There was a sixteen-day delay between when the CBI was informed about Quattrocchi's arrest in Argentina (7 February) and when the information was made public (23 February, the day after Massimo's departure). This together with the failure by CBI to explain their reasons for the delay has led to speculations on a possible Massimo role.

The CBI director,
Vijai Shankar explained the delay saying that it took time to
translate the documents from Spanish, but this explanation appeared lame, and it turned out to be false since the intimation was sent by the Indian Embassy in English. This delay, similar to the delay in informing the public about the de-freezing of the accounts, remained unanswered, leading to considerable speculation.

On 17 February, Massimo was allegedly seen at a party thrown where Priyanka Vadra was also present. Any meeting between Priyanka and Massimo was vigorously denied by Congress general secretary Digvijay Singh,
but when interviewer Karan Thapar asked him how he knew, he simply repeated the denial. Subsequently, however, it was reported that the agencies were investigating his presence at the party, at the instance of Rahul Gandhi.

The presence of Massimo in this crucial period has led to charges by the opposition parties that Massimo, who grew up with Priyanka and Rahul Gandhi, may have influenced the highest levels of the Indian government resulting in the inept CBI legal process that lost the case in Argentina. However, the Congress spokesman blamed the loss in Argentina to earlier NDA government incompetence: "we lost to three courts in Malaysia".

===Damage to the Congress Party===
Quattocchi having been named as the main beneficiary in the payoff continues to hurt Sonia Gandhi. The position of the Law Minister Hansraj Bharadwaj has been compromised, and the
integrity of Prime Minister Manmohan Singh, has also been brought into question.

==Interpol removes the red corner notice==
In April 2009, The Interpol removed the red-corner notice issued against Ottavio Quattrocchi after a request from the Central Bureau of Investigation.

In sharp contrast to a nearly two-decade-long investigation by the CBI, an income tax tribunal bench has ruled that Rs. 410 million was paid in bribes to Quattrocchi and Win Chadha, the Bofors agent in India.

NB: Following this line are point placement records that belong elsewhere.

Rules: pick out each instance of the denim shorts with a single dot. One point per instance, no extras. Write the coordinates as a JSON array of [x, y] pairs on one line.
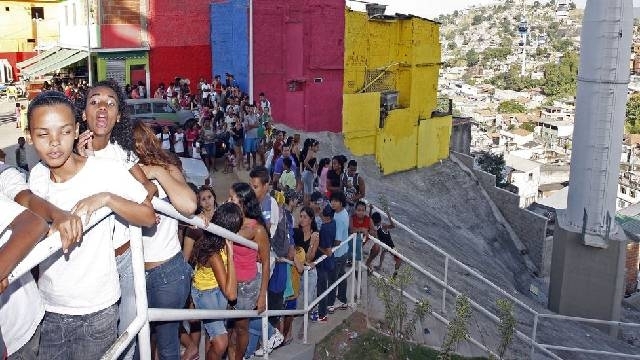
[[81, 337], [250, 145], [211, 299], [307, 181], [248, 292]]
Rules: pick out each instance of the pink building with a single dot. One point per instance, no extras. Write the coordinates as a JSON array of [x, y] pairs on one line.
[[299, 61]]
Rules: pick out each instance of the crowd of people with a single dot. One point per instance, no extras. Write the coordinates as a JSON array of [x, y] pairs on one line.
[[296, 205]]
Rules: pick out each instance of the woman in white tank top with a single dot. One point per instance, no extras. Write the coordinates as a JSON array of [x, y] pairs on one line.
[[167, 273]]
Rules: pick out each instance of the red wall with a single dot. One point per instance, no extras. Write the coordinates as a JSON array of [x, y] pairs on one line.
[[300, 40], [16, 57], [180, 41]]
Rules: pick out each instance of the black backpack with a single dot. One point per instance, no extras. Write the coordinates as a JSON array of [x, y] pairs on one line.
[[280, 240]]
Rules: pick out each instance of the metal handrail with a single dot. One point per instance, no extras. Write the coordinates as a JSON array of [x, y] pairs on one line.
[[140, 324]]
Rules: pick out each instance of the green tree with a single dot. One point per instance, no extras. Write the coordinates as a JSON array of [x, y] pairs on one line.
[[511, 107], [472, 58], [493, 164], [632, 122], [399, 321]]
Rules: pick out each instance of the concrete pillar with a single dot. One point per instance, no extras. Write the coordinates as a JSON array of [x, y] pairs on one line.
[[586, 281]]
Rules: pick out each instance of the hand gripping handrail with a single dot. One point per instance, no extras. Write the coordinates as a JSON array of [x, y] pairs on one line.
[[50, 245]]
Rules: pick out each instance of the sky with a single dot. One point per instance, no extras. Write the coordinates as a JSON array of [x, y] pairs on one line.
[[432, 8]]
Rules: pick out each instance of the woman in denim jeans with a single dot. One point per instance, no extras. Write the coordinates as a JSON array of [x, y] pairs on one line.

A major chapter in the 25-year-old Bofors saga was closed on 4 March 2011 with a Tis Hazari court discharging Quattrocchi from the payoffs case after allowing the CBI to withdraw prosecution against him.

Chief Metropolitan Magistrate Vinod Yadav, in his 73-page order, noted that the CBI, despite "spending through the nose for about 21 years, has not been able to put forward legally sustainable evidence with regard to conspiracy in the matter. Further, in the case of Mr Quattrocchi, as against the alleged kickback of Rs. 640 million he received, the CBI had by 2005 already spent around Rs. 2.50 billion on the investigation, which is sheer wastage of public money."

==Death==
Ottavio Quattrocchi died from a heart attack on 13 July 2013 in Milan, Italy.